Kunst und Architektur standen damals, in der Epoche der Renaissance, ganz im Zeichen mathematischer Klarheit und Schönheit. Und so ließ Hieronymus Lotter den Turm des Rathauses nicht mittig an der Vorderfront des Gebäudes anbringen, sondern positionierte ihn ungefähr dort, wo er die Vorderfront im Goldenen Schnitt teilte.

Unser Bauchnabel

Ein Punkt teilt eine Strecke im Goldenen Schnitt, wenn das Verhältnis von der Gesamtstrecke zum größeren Abschnitt genau gleich zum Verhältnis des größeren Teilabschnittes zum kleineren ist.

Dabei kommt immer die gleiche Zahl heraus: 1,618033988749... (diese Zahl wird auch "Phi" genannt – nach dem griechischen Bildhauer und Architekten Phidias). Aber was hat das Ganze mit unserem Bauchnabel zu tun?

Man nehme als Gesamtstrecke die Körpergröße eines Menschen.
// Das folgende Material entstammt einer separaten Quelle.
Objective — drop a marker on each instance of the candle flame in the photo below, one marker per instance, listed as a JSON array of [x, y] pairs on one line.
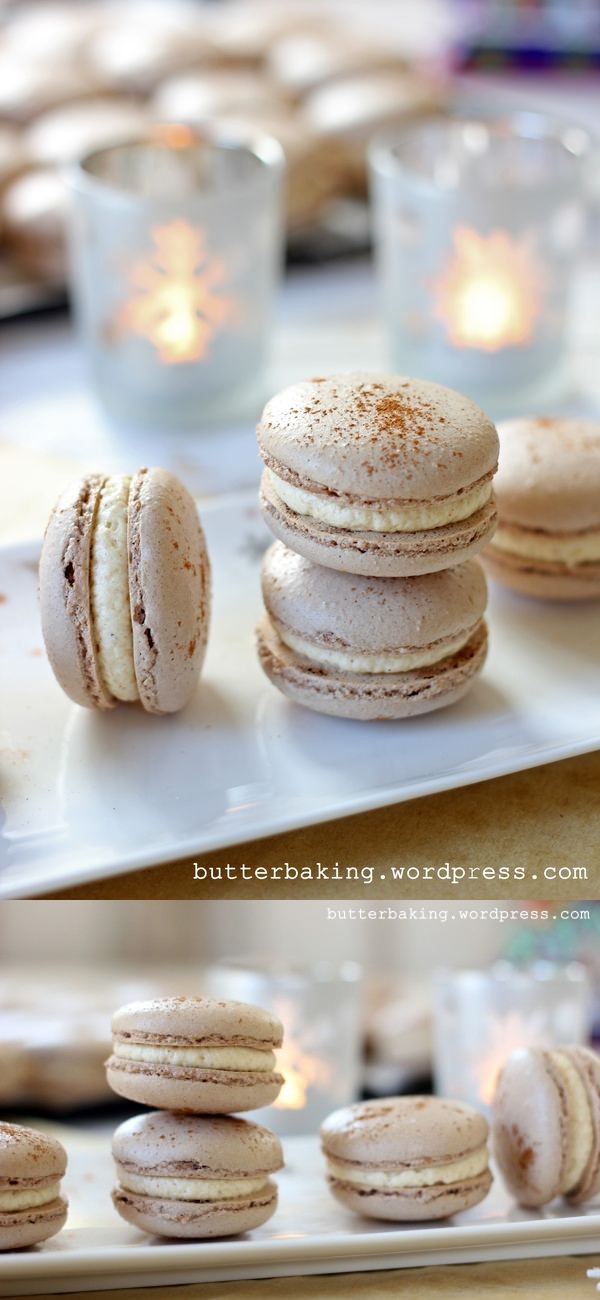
[[301, 1070], [490, 294], [177, 302], [505, 1035]]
Teilt man dann die Gesamtlänge des Menschen durch den Abstand "Boden-Bauchnabel", ergibt das dieselbe Zahl, die auch dabei herauskommt, wenn man den größeren Teil-Abstand "Boden-Bauchnabel" durch den kleineren Teil-Abstand "Bauchnabel-Kopf" teilt, nämlich "Phi". Unser Bauchnabel liegt also mittendrin im Goldenen Schnitt.

Gebäude und Gemälde

Bereits in der Antike fanden die Menschen diese spezielle geometrische Teilung einer Strecke besonders schön. Die erste genaue Beschreibung des Goldenen Schnittes stammt von Euklid (325 bis 270 vor Christus).

Ein griechischer Tempel.

Auch antike griechische Tempel wurden nach dem Goldenen Schnitt erbaut

Seitdem entdeckte man den Goldenen Schnitt in der Mathematik, in Kunstwerken und der Architektur, in der Musik und vor allem auch in der Natur. Eine Blütezeit erlebte der Goldene Schnitt in der Renaissance.

Vor allem in dieser Kunstepoche setzten ihn Maler oder Bildhauer oft ganz bewusst ein, um eine harmonische Aufteilung des Bildes zu erzielen. Ein berühmtes Beispiel aus dieser Zeit ist das Gemälde "Triumph der Galatea" von Raffael, bei dem der Kopf der Galatea genau im Goldenen Schnitt der Bildhöhe liegt.

Ausschnitt aus dem Gemälde "Triumph der Galatea" von Raffael (1512)

Nicht nur bei Raffaels "Triumph der Galatea" spielt der Goldene Schnitt eine Rolle

Auch heute wird der Goldene Schnitt in der Kunst oft verwendet. So strikt geplant und berechnet, wie zum Beispiel in der Renaissance, wird er von Malern, Bildhauern, Architekten und Fotografen heute allerdings eher seltener.

Er wird in den meisten Fällen ganz intuitiv eingesetzt. Viele Menschen finden die "göttliche Proportion", wie der Goldene Schnitt auch genannt wird, einfach naturgemäß schön.